XeCLI / Data and Integrations

Title ID Database

Title ID Database

This page documents the bundled Title ID metadata that ships with XeCLI and explains how it can be reused by other tooling.

Files

Bundled database files:

  • src/Xbox360.Remote.Cli/Assets/xbox360_gamelist.csv
  • src/Xbox360.Remote.Cli/Assets/xbox360_titleids.txt

Optional local extension file:

  • %APPDATA%\XeCLI\titleids.local.csv

The bundled files are part of the repository and part of the published release. XeCLI does not fetch them from the internet at runtime.

What the Database Is Used For

XeCLI uses the Title ID database to:

  • resolve raw Title IDs into readable names
  • enrich content listings
  • label active-title output
  • attach region/media metadata to lookups

Other tools can use the same files to:

  • enrich dashboards
  • label save editors
  • annotate dump folders
  • match media-specific variants

Current Behavior

rgh title combines live title resolution with the bundled database:

rgh title
rgh title 415608C3
rgh title 415608C3 2B7302D6

If the live Title ID maps to a generic system entry but the running XEX path clearly indicates a dashboard replacement or homebrew shell, XeCLI can surface a better display name while still showing the database entry separately.

Data Shape

The CSV contains fields such as:

  • Title ID
  • Media ID
  • Name
  • Serial
  • Type
  • Region
  • XEX CRC when available
  • Wave metadata when available

The TXT file is used as an additional bundled source for matching entries not present in the CSV set.

Load Order

XeCLI loads Title ID metadata in this order:

  1. xbox360_gamelist.csv
  2. xbox360_titleids.txt
  3. %APPDATA%\XeCLI\titleids.local.csv

That means local overrides can extend the bundled data without replacing it.

Local Overrides

Use the local override file when you want to add:

  • private homebrew entries
  • internal builds
  • scene tools not present in the bundled set
  • corrected names or media-specific annotations

The local override file should follow the same CSV layout XeCLI already understands.
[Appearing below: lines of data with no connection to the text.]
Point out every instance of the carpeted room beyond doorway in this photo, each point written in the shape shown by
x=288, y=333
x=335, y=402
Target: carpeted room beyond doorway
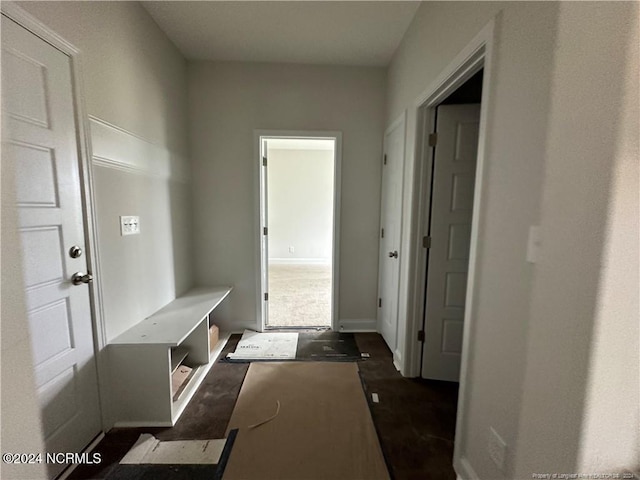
x=414, y=420
x=299, y=295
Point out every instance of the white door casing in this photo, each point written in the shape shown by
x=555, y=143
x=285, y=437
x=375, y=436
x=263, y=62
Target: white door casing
x=450, y=231
x=264, y=238
x=40, y=137
x=261, y=138
x=390, y=230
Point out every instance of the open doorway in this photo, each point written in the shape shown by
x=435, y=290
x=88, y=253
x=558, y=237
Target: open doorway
x=299, y=202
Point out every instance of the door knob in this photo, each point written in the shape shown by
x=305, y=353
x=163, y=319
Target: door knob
x=79, y=278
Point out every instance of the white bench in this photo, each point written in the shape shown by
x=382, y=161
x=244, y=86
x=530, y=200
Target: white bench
x=143, y=359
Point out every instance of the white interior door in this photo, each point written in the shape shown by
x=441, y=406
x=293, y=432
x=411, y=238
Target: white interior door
x=453, y=182
x=264, y=239
x=390, y=224
x=39, y=136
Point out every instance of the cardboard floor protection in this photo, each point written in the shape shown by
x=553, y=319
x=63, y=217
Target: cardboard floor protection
x=266, y=346
x=320, y=426
x=150, y=450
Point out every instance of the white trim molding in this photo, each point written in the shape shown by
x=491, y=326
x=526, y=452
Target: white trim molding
x=115, y=147
x=261, y=257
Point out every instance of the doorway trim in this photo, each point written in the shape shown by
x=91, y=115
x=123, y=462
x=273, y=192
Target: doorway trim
x=258, y=136
x=83, y=140
x=478, y=54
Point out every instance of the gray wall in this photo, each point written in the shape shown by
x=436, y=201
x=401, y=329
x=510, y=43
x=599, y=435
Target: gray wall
x=135, y=79
x=228, y=101
x=534, y=368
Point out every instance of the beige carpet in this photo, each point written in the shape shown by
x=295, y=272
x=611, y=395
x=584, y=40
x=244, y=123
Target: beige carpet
x=299, y=296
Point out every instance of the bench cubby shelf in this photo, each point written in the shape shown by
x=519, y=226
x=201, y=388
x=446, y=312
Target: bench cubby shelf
x=143, y=358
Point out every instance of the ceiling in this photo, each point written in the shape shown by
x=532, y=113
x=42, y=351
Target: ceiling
x=325, y=32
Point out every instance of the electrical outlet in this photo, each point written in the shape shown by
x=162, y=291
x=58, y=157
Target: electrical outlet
x=497, y=448
x=129, y=225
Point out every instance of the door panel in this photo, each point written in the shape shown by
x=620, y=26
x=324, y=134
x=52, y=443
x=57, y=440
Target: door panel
x=450, y=230
x=390, y=223
x=40, y=139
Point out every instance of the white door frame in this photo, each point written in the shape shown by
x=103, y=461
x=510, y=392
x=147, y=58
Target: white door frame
x=83, y=140
x=258, y=136
x=476, y=55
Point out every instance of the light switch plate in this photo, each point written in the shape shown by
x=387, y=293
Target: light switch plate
x=129, y=225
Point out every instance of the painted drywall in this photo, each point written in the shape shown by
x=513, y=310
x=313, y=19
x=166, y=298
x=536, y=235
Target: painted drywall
x=516, y=130
x=21, y=423
x=533, y=323
x=580, y=408
x=135, y=82
x=300, y=203
x=227, y=102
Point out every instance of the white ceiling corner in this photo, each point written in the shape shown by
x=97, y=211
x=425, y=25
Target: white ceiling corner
x=359, y=33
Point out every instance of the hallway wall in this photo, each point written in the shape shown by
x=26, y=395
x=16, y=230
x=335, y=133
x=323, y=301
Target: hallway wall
x=228, y=101
x=540, y=332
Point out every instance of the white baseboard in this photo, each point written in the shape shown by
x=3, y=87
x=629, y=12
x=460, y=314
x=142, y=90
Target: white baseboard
x=300, y=261
x=358, y=325
x=464, y=470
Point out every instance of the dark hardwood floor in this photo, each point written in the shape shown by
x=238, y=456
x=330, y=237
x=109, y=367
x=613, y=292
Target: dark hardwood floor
x=415, y=420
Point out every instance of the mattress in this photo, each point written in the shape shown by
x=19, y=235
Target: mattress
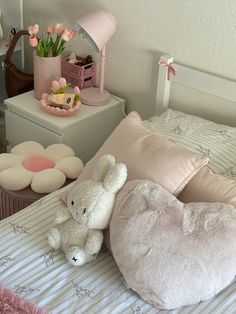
x=32, y=269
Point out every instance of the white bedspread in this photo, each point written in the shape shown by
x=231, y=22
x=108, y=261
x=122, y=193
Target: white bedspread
x=31, y=268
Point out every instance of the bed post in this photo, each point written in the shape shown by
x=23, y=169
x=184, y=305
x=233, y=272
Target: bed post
x=163, y=85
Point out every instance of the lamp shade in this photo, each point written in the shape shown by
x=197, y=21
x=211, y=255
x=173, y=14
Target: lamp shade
x=96, y=28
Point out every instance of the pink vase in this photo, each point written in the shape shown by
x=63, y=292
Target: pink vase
x=46, y=70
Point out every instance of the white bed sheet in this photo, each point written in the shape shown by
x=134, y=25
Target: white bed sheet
x=31, y=268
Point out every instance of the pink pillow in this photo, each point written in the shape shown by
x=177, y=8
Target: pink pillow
x=207, y=186
x=148, y=155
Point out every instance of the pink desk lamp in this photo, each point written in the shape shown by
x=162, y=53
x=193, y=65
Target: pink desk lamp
x=96, y=28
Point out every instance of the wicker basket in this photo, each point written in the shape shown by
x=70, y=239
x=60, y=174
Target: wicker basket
x=82, y=76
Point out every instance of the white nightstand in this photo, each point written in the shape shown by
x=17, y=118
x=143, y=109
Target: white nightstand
x=85, y=132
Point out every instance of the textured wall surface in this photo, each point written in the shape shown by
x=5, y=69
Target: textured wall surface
x=201, y=34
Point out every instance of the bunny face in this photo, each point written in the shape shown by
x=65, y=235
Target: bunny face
x=91, y=202
x=82, y=200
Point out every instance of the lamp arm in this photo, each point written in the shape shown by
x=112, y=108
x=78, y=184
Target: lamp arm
x=102, y=68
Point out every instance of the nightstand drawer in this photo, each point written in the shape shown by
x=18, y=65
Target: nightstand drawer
x=19, y=129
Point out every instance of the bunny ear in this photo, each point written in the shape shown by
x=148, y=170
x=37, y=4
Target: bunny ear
x=115, y=178
x=104, y=164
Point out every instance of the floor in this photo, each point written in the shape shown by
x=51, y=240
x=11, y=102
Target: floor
x=2, y=131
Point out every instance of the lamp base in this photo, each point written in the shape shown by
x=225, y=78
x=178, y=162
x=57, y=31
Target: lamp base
x=91, y=96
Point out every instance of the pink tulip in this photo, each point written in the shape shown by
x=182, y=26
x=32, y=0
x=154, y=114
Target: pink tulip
x=55, y=85
x=50, y=29
x=33, y=30
x=62, y=82
x=59, y=28
x=33, y=41
x=68, y=34
x=76, y=90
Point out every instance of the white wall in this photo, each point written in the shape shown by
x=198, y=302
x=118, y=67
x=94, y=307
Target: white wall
x=201, y=34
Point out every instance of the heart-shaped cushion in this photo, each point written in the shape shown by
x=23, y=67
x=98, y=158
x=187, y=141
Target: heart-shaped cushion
x=172, y=254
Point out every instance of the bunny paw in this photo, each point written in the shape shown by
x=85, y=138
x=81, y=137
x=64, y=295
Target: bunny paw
x=76, y=256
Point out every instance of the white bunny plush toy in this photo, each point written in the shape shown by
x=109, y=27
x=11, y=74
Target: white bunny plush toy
x=78, y=230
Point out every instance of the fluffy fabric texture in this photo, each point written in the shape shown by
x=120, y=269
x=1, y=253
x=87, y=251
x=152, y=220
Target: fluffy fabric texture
x=172, y=254
x=45, y=170
x=89, y=207
x=11, y=303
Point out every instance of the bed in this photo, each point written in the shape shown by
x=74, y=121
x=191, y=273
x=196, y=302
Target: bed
x=33, y=270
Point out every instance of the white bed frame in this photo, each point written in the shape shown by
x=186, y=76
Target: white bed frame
x=208, y=83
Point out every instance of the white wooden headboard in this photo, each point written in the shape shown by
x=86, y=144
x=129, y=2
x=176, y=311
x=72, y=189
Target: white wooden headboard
x=208, y=83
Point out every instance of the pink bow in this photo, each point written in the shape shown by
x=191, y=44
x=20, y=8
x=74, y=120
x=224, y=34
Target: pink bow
x=171, y=69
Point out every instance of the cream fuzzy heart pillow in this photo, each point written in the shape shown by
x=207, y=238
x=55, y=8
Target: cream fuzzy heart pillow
x=170, y=253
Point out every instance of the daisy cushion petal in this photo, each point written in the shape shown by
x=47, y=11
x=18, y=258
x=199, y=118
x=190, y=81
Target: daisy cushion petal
x=70, y=166
x=15, y=178
x=47, y=181
x=9, y=161
x=56, y=152
x=29, y=148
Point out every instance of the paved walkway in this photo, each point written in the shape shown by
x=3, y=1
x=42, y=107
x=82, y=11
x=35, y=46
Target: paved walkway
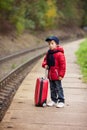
x=23, y=115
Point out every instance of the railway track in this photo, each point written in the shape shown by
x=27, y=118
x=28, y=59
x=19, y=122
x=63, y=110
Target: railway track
x=10, y=83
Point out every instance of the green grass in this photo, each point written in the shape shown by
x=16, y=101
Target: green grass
x=82, y=59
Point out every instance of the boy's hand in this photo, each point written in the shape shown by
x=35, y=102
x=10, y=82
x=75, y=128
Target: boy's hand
x=46, y=67
x=60, y=78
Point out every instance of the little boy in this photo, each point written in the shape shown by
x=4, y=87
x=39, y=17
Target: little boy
x=55, y=62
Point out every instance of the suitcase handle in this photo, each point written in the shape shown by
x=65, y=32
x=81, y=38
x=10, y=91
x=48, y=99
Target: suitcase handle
x=46, y=73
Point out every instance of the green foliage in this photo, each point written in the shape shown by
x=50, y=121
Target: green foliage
x=51, y=14
x=82, y=58
x=70, y=12
x=42, y=14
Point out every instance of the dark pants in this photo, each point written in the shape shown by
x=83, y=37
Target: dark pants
x=56, y=91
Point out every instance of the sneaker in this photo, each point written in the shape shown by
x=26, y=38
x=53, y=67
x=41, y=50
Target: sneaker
x=51, y=103
x=60, y=105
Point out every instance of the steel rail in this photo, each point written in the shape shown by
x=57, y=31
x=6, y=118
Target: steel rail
x=11, y=82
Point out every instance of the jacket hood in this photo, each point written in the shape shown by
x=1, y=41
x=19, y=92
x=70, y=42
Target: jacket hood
x=59, y=48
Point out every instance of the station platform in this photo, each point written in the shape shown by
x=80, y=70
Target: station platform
x=23, y=115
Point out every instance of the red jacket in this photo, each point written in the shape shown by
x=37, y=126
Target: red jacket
x=60, y=64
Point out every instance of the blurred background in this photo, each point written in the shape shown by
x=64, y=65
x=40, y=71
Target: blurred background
x=21, y=15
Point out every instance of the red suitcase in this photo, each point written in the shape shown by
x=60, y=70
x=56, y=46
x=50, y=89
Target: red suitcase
x=41, y=91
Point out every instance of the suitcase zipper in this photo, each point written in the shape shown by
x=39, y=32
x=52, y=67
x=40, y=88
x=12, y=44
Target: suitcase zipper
x=41, y=88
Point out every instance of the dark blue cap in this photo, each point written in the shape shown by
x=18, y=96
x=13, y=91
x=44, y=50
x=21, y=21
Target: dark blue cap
x=52, y=38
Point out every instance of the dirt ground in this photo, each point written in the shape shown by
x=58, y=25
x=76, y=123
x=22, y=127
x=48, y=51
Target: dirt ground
x=13, y=43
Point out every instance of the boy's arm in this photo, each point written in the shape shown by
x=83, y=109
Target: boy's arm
x=62, y=66
x=44, y=63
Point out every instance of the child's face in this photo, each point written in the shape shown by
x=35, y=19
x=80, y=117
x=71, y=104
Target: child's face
x=52, y=44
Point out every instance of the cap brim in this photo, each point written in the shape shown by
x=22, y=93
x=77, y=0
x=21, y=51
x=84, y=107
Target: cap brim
x=48, y=39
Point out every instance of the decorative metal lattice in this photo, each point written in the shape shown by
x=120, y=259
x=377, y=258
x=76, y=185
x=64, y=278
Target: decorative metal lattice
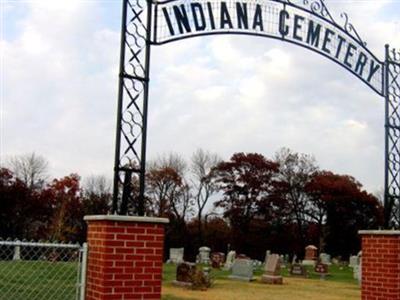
x=392, y=168
x=130, y=152
x=36, y=271
x=307, y=23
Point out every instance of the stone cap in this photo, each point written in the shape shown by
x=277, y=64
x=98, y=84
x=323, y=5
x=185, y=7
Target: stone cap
x=379, y=232
x=120, y=218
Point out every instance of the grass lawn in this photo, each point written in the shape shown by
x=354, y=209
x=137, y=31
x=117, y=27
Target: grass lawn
x=24, y=280
x=56, y=281
x=339, y=286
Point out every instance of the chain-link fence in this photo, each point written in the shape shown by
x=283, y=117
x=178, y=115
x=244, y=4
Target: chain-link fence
x=30, y=271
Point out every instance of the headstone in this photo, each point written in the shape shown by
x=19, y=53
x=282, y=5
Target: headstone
x=335, y=261
x=184, y=274
x=294, y=260
x=256, y=264
x=230, y=258
x=242, y=269
x=17, y=253
x=286, y=259
x=311, y=255
x=325, y=258
x=176, y=255
x=321, y=269
x=298, y=270
x=267, y=253
x=357, y=270
x=204, y=255
x=272, y=270
x=353, y=261
x=217, y=259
Using the Database Outside XeCLI

External tools can read the database directly. A few common use cases:

  • display Title ID names in a launcher
  • annotate content list results with richer metadata
  • attach names to save extraction folders
  • feed game names into reporting or automation pipelines

If you are building another tool, prefer reading the shipped asset files from the release or repository rather than inventing another metadata source.

Practical Examples

Resolve a live title through XeCLI:

rgh title --json

Use the CSV directly in another tool:

  • load xbox360_gamelist.csv
  • normalize the Title ID to 8-digit hex
  • join by Media ID when available

What This Database Is Not

It is not:

  • a runtime online service
  • a replacement for your own private overrides
  • a perfect universal source for every homebrew build ever made

That is why XeCLI supports local additive overrides instead of pretending the bundled set is the end of the story.